In 1987 he performed his first North American tour, in 1989 his first European tour.

The beginning of the 1990ths brought more changes. He divorced his wife, because he worked mainly in the USA and she wanted to stay in Japan. Then he moved from his farming house in Japan to – as he said - the peak of the entertainment world: he moved to the USA, but he chose an isolated place. He moved to the little town Ward, outside of Boulder/Colorado. There he had his house and big studio „Mochi House“, built on a large piece of land with his own lake. He kept his farm house in Japan, it was not sold.

In the USA he felt more freedom for his musical work and the market for his music was bigger. But a strong connection to Japan and Asia always stayed with him.

1994 Kitarō changed to Domo Records, a record company founded in 1993 by the Japanese Amuse-Manager Eiichi Naito in Los Angeles. He was the first artist who signed a contract with Domo and is still the most famous musician in their portfolio.

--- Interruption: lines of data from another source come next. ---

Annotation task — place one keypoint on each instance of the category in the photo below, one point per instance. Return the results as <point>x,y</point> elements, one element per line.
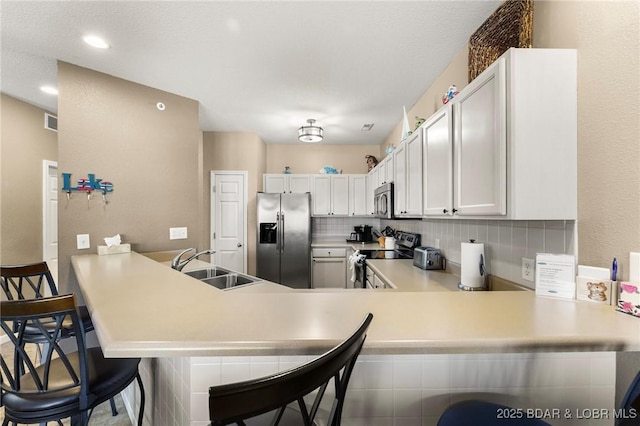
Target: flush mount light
<point>96,41</point>
<point>310,133</point>
<point>49,90</point>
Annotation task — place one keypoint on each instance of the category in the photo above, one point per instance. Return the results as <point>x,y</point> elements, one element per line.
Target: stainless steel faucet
<point>178,265</point>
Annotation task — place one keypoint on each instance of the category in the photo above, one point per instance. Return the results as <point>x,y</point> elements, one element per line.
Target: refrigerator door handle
<point>282,231</point>
<point>278,227</point>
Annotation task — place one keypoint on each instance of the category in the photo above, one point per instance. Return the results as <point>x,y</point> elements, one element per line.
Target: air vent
<point>50,122</point>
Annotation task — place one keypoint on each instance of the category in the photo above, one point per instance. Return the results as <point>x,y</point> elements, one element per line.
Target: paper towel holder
<point>482,273</point>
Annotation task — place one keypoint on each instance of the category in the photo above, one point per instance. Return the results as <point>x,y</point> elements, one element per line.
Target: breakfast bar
<point>423,347</point>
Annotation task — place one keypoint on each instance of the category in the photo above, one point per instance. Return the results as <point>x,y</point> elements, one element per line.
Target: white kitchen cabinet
<point>374,281</point>
<point>514,141</point>
<point>329,268</point>
<point>293,183</point>
<point>437,163</point>
<point>372,184</point>
<point>480,145</point>
<point>330,195</point>
<point>408,177</point>
<point>387,173</point>
<point>399,184</point>
<point>358,195</point>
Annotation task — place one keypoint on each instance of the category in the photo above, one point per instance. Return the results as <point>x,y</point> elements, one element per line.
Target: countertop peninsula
<point>142,308</point>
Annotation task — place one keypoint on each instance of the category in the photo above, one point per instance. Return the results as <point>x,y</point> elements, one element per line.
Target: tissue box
<point>629,298</point>
<point>114,249</point>
<point>594,290</point>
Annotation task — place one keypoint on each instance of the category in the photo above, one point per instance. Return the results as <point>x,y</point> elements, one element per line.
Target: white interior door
<point>229,219</point>
<point>50,216</point>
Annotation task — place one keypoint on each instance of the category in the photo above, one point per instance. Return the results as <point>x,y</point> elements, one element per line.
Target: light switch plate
<point>528,269</point>
<point>178,233</point>
<point>83,242</point>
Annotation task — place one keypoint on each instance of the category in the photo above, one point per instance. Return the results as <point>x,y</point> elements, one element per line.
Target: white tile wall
<point>404,390</point>
<point>506,241</point>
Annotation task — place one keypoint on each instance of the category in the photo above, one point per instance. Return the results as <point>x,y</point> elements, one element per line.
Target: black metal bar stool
<point>30,281</point>
<point>63,384</point>
<point>237,402</point>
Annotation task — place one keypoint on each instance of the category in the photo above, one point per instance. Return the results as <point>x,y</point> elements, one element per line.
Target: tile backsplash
<point>408,390</point>
<point>506,241</point>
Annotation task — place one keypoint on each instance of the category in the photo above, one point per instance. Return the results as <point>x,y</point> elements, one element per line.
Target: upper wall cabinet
<point>407,162</point>
<point>437,163</point>
<point>294,183</point>
<point>511,135</point>
<point>330,195</point>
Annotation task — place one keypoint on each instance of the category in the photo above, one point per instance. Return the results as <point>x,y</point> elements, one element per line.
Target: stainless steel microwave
<point>383,201</point>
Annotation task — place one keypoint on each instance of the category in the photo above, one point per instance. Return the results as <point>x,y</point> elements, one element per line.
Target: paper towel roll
<point>389,244</point>
<point>472,275</point>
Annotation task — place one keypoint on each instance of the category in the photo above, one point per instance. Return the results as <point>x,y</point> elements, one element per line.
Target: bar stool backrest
<point>27,281</point>
<point>236,402</point>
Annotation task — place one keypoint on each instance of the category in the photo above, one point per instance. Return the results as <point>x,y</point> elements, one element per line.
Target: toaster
<point>428,258</point>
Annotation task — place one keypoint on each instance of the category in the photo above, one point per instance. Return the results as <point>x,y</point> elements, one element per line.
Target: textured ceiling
<point>262,66</point>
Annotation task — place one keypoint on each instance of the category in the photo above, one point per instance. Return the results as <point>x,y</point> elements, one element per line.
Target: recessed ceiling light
<point>49,89</point>
<point>96,41</point>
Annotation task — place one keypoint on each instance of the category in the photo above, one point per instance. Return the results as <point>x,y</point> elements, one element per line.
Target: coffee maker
<point>361,234</point>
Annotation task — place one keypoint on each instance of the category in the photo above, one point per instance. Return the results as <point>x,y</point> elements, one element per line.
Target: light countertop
<point>323,243</point>
<point>141,308</point>
<point>405,277</point>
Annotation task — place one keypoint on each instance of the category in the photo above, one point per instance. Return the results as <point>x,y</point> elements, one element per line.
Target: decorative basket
<point>511,25</point>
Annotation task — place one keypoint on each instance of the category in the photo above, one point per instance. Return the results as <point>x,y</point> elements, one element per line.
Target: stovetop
<point>405,243</point>
<point>387,254</point>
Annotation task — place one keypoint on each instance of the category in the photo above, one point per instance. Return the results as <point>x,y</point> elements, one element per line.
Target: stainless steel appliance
<point>428,258</point>
<point>383,201</point>
<point>405,244</point>
<point>284,238</point>
<point>361,234</point>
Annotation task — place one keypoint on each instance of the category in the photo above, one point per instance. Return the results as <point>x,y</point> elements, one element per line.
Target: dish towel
<point>353,259</point>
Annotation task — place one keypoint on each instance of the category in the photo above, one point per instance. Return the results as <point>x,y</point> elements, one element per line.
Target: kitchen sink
<point>221,278</point>
<point>228,281</point>
<point>214,271</point>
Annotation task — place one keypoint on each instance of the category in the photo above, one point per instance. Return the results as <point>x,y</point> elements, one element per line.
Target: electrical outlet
<point>528,266</point>
<point>82,241</point>
<point>178,233</point>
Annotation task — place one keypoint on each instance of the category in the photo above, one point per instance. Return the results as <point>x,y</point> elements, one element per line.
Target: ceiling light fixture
<point>310,133</point>
<point>49,90</point>
<point>96,41</point>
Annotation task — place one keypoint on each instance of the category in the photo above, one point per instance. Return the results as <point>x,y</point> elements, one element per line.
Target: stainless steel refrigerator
<point>284,238</point>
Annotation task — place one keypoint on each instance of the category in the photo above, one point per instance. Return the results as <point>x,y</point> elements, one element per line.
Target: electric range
<point>405,243</point>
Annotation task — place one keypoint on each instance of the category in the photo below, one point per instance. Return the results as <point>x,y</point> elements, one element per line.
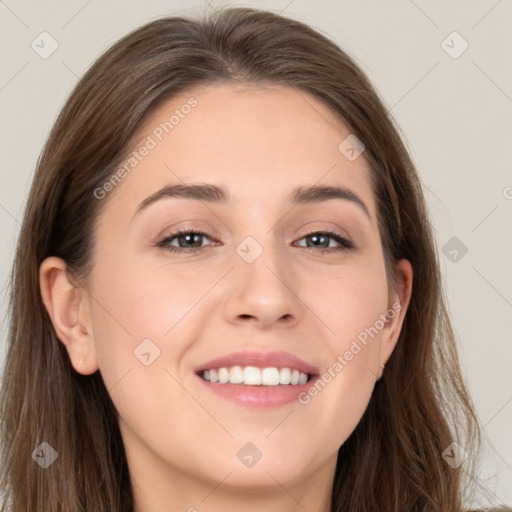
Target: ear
<point>69,312</point>
<point>398,303</point>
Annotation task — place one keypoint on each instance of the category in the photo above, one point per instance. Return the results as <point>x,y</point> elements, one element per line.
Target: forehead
<point>257,140</point>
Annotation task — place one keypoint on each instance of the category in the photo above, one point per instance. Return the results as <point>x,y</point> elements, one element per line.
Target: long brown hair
<point>393,460</point>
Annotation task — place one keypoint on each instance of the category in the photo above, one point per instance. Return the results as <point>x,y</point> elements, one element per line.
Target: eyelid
<point>345,243</point>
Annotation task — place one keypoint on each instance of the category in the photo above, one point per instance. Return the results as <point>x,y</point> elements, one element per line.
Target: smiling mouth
<point>255,376</point>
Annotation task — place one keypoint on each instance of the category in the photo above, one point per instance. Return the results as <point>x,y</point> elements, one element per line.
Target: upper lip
<point>259,359</point>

Middle of the 1990ths he married the Japanese musician Keiko Matsubara. She played with him on some of his albums and in several concerts.

After his house in Ward was totally isolated in a heavy snowstorm 2004/2005, Kitarō and his wife thought about moving to a less isolated place. They searched for a new place and moved to a house outside of the city of Sebastopol in Northern California. Kitarō build up a new studio „Mochi 2“. The house and studio in Ward have been sold.

Today Kitarō is a well-known musician, he had sold many millions of albums, he got nominated several times for a Grammy and received a Golden Globe Award in 1994 for his soundtrack Heaven & Earth. His biggest honor was winning the Grammy 2001 in the category “New Age” for his album Thinking of You.